Dana is an engaging and clever writer, but the long passages of background and description are, while clever, less engaging that the parts of the book where stuff is actually happening. Short background: Dana ends a West Village live-in with a cheater and finds herself sharing a rodent infested Crown Heights apartment with a man who is transitioning his spiritual practice from Lubavitch rabbinate to Jujitsu. When Dana meets him, Cosmo keeps a kosher kitchen and dresses the part of a pious Lubavitcher, but would rather be gigging with a punk band.
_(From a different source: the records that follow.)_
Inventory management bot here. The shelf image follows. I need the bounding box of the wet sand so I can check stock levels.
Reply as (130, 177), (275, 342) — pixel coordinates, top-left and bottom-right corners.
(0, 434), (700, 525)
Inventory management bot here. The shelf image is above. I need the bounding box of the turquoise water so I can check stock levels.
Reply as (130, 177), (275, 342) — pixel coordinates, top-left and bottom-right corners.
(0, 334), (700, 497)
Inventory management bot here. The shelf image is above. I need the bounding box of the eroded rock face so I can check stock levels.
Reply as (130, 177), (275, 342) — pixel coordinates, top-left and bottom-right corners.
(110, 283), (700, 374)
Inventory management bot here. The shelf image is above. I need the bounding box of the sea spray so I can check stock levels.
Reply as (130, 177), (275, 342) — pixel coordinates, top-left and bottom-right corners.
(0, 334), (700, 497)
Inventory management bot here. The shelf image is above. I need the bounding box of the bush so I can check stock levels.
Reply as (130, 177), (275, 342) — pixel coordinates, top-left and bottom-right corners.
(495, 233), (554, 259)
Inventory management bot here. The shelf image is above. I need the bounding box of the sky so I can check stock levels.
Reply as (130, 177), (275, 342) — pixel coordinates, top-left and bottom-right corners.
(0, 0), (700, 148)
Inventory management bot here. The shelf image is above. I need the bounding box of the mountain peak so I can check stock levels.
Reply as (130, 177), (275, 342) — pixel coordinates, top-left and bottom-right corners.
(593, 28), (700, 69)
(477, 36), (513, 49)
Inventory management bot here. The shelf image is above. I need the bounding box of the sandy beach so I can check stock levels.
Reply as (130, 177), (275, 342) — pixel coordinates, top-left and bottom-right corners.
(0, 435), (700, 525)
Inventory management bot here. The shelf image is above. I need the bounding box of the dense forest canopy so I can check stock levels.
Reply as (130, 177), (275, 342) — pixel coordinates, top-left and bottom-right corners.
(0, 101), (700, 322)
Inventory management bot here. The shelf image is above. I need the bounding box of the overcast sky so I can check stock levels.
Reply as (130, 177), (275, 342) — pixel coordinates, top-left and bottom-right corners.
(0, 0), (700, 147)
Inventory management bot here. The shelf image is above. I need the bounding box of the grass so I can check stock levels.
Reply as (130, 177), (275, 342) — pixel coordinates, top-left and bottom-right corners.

Dana is just depressed, despite her glamorous life as a fashion writer. She's a little hard on Lubavitch women, and maybe even Jews in general (she was in Pittsburgh in Reform Judaism), perhaps in the name of feminism. She writes of her Daily Beast boss Tina Brown
Like any woman who attains a position of power by means other than angelic sweetness (which is how precisely no woman attains a position of power), Tina came to be known by an easy caricature: manic, relentless, willing to do anything to make her magazines sell. this portrait is reductive, unfair, and also, in the best sense, true.
I'd like to have seen a similar (but opposite?) analysis of the Lubavitch women Dana geniunely admires while simultaneously abhorring. Despite being hard on the women, she does understand them, and can contrast their assessment of her life with hers of theirs.
It made them sad to think I would never be a sixty-year-old woman with twelve children and three dozen grandchildren wreaking havoc around me all the time. When I looked at them, I saw girls who would have only one first kiss in their entire lives; who would never read Anna Karenina, let alone have a passionate love affair; would never know the satisfaction of a great day at work followed by a late night blowing through someone else's cocaine. They looked at me and saw someone who very well might end up old and alone.
I love stuff like that. I also appreciate Dana's self-aware observation of her situation, "The moral was that my misery, while acute, was also banal." I so get that. We are all miserable. That the pain real, but it is also small potatoes.
Recommended for people going through something similar, New York Jews, and those who love New York Jews.